Per niente addomesticabile e la pagò anche al congresso della Cisl Regionale a Novara nel ’85 dove fu sconfitto, e molti di noi con lui, da coloro che avevano un’altra idea di sindacato. Mite vuol dire che non credi nella violenza, nemmeno quella verbale, per far avanzare (non trionfare) le tue idee. Non credi che la violenza sia utile, non produttiva. Credi ci sia una necessità di coerenza intima fra l’idea della comunità umana che vorresti aiutare a costruire e il modo per realizzarla insieme. E insieme si sta solo condividendo.
Giovanni era un mite perché aveva idee forti che davano forza e però chiedono di cercare continuamente alimento nello studio e nell’incontro con altri.
Giovanni aveva visto l’ingiustizia, lo sfruttamento, i diritti negati e non aveva girato lo sguardo. Lo aveva potuto fare anche grazie alla compagnia di Paola. Grazie Paola. Giovanni era più testardo che tenace, non mollava mai. Ricordo una sfiancante, per me, trattativa con la Montefibre nei primi anni ’80: i miti hanno una resistenza che sembra infinita; forse perché sono guidati solo da idealità e competenza, e l’orario di lavoro …“è quello  necessario per compiere l’incarico assegnato”. Giovanni mi è stato maestro e fratello maggiore in una bella stagione del sindacato italiano. Bella e difficile: insanguinata dal terrorismo che ci costringeva a difendere l’esistente e impediva di pensare a forme di partecipazione che, forse, si sarebbero potuto esplorare. Ma una stagione piena di speranze e percorsi di aperture verso “gli altri”.
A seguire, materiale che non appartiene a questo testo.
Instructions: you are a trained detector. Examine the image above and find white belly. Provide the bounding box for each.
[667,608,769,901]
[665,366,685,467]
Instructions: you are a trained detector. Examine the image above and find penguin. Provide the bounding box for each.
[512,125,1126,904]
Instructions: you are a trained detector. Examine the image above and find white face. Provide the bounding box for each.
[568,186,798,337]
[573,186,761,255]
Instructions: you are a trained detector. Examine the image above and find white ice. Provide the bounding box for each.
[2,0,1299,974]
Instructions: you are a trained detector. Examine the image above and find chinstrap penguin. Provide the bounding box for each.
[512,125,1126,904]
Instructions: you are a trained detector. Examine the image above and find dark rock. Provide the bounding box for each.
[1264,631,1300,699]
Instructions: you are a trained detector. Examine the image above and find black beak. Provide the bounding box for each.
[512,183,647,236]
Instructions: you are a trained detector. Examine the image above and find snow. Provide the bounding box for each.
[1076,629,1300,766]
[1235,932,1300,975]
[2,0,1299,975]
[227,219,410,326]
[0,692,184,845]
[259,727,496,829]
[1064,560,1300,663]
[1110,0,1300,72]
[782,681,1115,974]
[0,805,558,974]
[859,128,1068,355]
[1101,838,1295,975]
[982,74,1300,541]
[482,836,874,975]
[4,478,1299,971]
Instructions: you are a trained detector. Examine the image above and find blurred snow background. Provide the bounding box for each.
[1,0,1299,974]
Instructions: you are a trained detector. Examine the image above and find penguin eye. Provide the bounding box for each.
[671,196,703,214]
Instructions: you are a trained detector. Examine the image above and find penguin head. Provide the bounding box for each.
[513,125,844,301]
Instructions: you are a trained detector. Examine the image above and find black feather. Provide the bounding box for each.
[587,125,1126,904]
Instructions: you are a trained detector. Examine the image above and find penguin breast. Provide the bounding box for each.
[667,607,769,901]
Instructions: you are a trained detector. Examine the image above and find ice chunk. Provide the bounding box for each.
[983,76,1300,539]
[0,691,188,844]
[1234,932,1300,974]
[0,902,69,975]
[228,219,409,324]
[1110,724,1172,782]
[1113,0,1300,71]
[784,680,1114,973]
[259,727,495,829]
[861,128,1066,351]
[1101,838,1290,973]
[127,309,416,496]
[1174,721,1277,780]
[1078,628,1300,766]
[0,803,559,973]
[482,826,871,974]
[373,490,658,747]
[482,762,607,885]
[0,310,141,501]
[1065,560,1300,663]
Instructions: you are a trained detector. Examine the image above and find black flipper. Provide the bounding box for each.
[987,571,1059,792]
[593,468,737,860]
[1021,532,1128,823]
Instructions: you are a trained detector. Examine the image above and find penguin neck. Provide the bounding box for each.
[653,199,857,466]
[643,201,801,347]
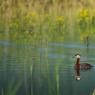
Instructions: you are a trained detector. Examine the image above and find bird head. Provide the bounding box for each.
[75,54,80,59]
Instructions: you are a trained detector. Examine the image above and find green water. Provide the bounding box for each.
[0,32,95,95]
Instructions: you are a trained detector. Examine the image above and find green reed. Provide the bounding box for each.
[1,0,95,44]
[2,80,22,95]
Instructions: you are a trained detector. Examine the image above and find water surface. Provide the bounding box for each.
[0,37,95,95]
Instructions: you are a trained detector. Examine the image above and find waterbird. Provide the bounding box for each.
[75,54,93,70]
[74,54,93,80]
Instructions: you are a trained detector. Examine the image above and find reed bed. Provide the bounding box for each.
[0,0,95,43]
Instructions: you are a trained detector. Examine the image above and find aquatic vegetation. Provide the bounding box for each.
[9,19,20,31]
[91,9,95,26]
[77,8,90,29]
[55,16,65,34]
[2,80,22,95]
[0,0,95,43]
[79,9,89,18]
[56,16,64,24]
[24,11,38,24]
[55,64,60,95]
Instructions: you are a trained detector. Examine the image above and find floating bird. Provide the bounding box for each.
[74,54,93,80]
[75,54,93,70]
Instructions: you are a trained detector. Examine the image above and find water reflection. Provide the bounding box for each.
[0,41,95,95]
[0,43,32,95]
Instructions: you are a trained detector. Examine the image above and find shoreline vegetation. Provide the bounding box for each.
[0,0,95,43]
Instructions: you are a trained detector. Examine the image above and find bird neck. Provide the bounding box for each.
[76,58,80,64]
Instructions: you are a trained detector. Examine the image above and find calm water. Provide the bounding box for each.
[0,37,95,95]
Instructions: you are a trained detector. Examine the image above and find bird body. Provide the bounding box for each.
[74,54,93,80]
[75,54,93,70]
[80,63,93,70]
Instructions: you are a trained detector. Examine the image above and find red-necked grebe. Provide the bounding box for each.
[75,54,93,80]
[75,54,93,70]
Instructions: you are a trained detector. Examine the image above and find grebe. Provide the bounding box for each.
[74,54,93,80]
[75,54,93,70]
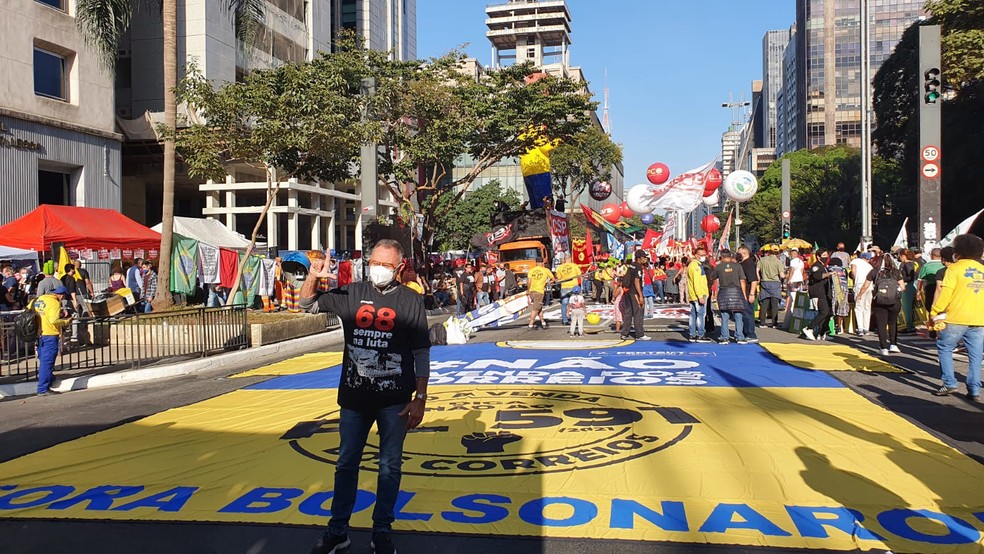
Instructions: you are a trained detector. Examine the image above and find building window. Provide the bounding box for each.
[34,0,64,10]
[34,48,66,100]
[527,48,535,59]
[38,170,71,206]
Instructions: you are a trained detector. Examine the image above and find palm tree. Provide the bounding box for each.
[75,0,263,310]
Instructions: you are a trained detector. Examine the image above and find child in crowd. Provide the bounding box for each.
[568,286,586,337]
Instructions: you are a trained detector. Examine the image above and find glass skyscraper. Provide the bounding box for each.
[794,0,925,150]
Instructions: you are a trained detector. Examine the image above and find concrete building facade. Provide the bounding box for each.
[775,26,799,157]
[794,0,924,150]
[761,28,791,150]
[0,0,122,225]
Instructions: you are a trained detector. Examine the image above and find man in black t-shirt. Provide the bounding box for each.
[712,250,748,343]
[456,261,477,315]
[302,239,431,554]
[620,250,650,340]
[737,246,759,341]
[60,263,80,312]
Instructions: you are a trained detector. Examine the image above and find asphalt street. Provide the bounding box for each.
[0,306,981,553]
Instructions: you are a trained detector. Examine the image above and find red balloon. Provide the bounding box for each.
[646,163,670,185]
[601,203,621,224]
[704,168,723,195]
[619,202,634,218]
[701,214,721,234]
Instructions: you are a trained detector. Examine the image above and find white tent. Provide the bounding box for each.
[0,245,40,264]
[151,217,251,250]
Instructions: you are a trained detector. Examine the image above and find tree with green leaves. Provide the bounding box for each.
[742,146,903,247]
[368,58,598,248]
[173,49,376,302]
[75,0,265,310]
[433,180,522,251]
[874,3,984,233]
[550,125,623,208]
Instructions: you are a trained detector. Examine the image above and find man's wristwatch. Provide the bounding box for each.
[415,393,427,401]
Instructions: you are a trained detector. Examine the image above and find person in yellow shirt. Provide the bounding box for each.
[929,234,984,400]
[30,285,70,396]
[686,247,711,342]
[527,259,554,330]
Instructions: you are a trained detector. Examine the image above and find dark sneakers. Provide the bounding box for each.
[371,532,396,554]
[311,532,350,554]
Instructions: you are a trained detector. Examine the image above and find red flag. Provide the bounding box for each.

Mi piace ricordare come eravamo “europei” e “internazionalisti” allora: Giovanni, con altri, organizzava i rapporti con i sindacati francesi della regione del Rhone Alpes e con quelli jugoslavi, invero per noi un po’ strani. E l’incontro clandestino dei nostri tre sindacati italiani con i tre spagnoli (UGT, Comisiones Obreras e Union Sindical Obrera) in una casa di ritiri spirituali del Canavese, con il dittatore Franco ancora vivo. O quando ci spedì a Bonn alla manifestazione dei metalmeccanici tedeschi per la settimana di 35 ore. E il sostegno a Solidarność e contro i regimi dittatoriali dell’America Latina.
E condividevamo un grande sogno: costruire un sindacato unitario. Abbiamo fallito. Dov’è che abbiamo sbagliato? Giovanni era anche un maestro di responsabilità: neanche un minuto a recriminare sul “destino cinico e baro”. Dov’è che abbiamo sbagliato? dove siamo stati insufficienti?
Forse per un sindacato unito, occorre che muoia l’esistente, o almeno si sciolga che è un po’ morire. Morire per rinascere; non tutti fummo disposti. Giovanni lo era.
No, Giovanni non era un moderato. I moderati lo sconfissero, erano i suoi e nostri avversari, non nemici, ma certamente pericolosi e dannosi, come si poté vedere in seguito.
Ho avuto la fortuna di qualche ora in più con Giovanni in questi ultimi mesi e ragionavamo sulla opportunità che il riconoscimento Unesco alla nostra città fosse colta anche come una occasione di valorizzazione delle esperienze di relazioni industriali, sindacali, che puntano alla crescita delle persone e delle comunità in armonia con una visione del lavoro e della conoscenza quali strumenti a ciò finalizzati.
Insomma a riprendere le intuizioni e realizzazioni di Adriano che sono di straordinaria attualità e presenti in diverse esperienze imprenditoriali.
Facciamole conoscere, facciamole venire a Ivrea in un seminario una volta all’anno, non è forse Ivrea che può essere la capitale dell’impresa responsabile socialmente, comunitariamente, del lavoro come strumento di cittadinanza piena, di crescita, di partecipazione!
Questi gli ultimi ragionamenti, progetti, speranze condivise con il mio amico Giovanni.
Mi piacerebbe trovare qualcuno che aiutasse a provarci.
Al mio amico Giovanni non riesco ad augurare di riposare in pace, se puoi, Giovanni, in pace prova a lavorare, studiare. A ispirarci ancora. E grazie Paola.